Researchers from London’s Natural History Museum and the University of Glasgow, in Scotland, studied a meteorite found in the town of Winchcombe, Gloucestershire, to discover it contained water similar to that found on Earth.
“It’s a crystal clear window into our early solar system,” Luke Daly, co-author of the study and a lecturer in planetary geoscience at the University of Glasgow, told CNN Thursday.
Published in the journal Science Advances on Wednesday, the study reveals that extraterrestrial rocks may have brought vital chemical components – such as water – to our planet billions of years ago, establishing the oceans and all life on Earth.

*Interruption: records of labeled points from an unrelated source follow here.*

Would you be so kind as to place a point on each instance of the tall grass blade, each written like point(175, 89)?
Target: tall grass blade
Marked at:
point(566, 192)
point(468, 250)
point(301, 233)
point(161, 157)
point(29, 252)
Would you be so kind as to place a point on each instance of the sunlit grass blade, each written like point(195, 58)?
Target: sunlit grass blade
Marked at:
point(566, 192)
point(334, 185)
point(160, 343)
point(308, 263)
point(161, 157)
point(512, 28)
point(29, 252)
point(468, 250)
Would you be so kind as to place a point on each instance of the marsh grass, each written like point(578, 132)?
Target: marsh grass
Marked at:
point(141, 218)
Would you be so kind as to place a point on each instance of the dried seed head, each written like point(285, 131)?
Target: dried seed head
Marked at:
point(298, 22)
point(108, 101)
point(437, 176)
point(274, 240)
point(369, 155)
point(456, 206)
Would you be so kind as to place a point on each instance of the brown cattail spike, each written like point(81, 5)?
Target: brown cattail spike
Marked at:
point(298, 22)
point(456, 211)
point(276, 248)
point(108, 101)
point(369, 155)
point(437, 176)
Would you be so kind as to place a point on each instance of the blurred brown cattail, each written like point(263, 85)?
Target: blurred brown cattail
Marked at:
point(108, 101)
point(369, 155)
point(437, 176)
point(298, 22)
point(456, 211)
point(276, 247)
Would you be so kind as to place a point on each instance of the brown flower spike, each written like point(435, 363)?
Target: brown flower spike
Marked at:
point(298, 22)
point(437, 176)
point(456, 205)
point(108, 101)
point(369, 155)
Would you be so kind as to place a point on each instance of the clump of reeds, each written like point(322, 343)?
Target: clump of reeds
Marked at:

Approximately 71% of the Earth’s surface is covered in water, with oceans holding about 96.5% of all water, according to the US Geological Survey.
Imaging and chemical analysis of the Winchcombe meteorite – as it has become known – revealed it contains around 11% water and 2% carbon by weight, making it the first of its kind found in the UK.
The team, which measured the ratio of hydrogen isotopes in the water, found that it closely resembled the composition of water on Earth, according to a press release from the Natural History Museum.
Extracts from the rock also found extraterrestrial amino acids, making it the strongest evidence that water and organic material were delivered to the planet by asteroids like the one Winchcombe broke away from.
The meteorite was identified as a CM carbonaceous chondrite, a type of stony meteorite that contains a high composition of components that predate the solar system.
Recovered within 12 hours of its landing with the aid of the UK Fireball Alliance, an organization which aims to recover freshly-fallen meteorites in the UK, it had very little time to be altered by the Earth’s atmosphere.
“We know (this means) everything inside it is 100% extraterrestrial including the 11% water it contains,” Daly said.
“Most CM chondrites have ‘Earth-like’ water but these rocks alter and degrade within days (or) weeks of being on Earth, and so they could just be Earth-like because they have absorbed rain water or something,” he explained.
Natasha Almeida, curator of meteorites at the Natural History Museum and study co-author, said in a statement Wednesday the “incredibly fresh specimen will remain one of the most pristine meteorites in collections worldwide.”
Daly called the Winchcombe meteorite a “lucky” find. It was only the size of a basketball, so if it was traveling at a different speed or at a different angle, it would have all burnt up, he said, adding that it was a great collaboration of the UK cosmochemistry network who “came together to throw the kitchen sink at studying this rock.”
While this paper is the first of many publications that are in the works on the meteorite, Daly said it will keep them busy for years to come. “There are certainly many more stories and secrets held in this special stone,” he added.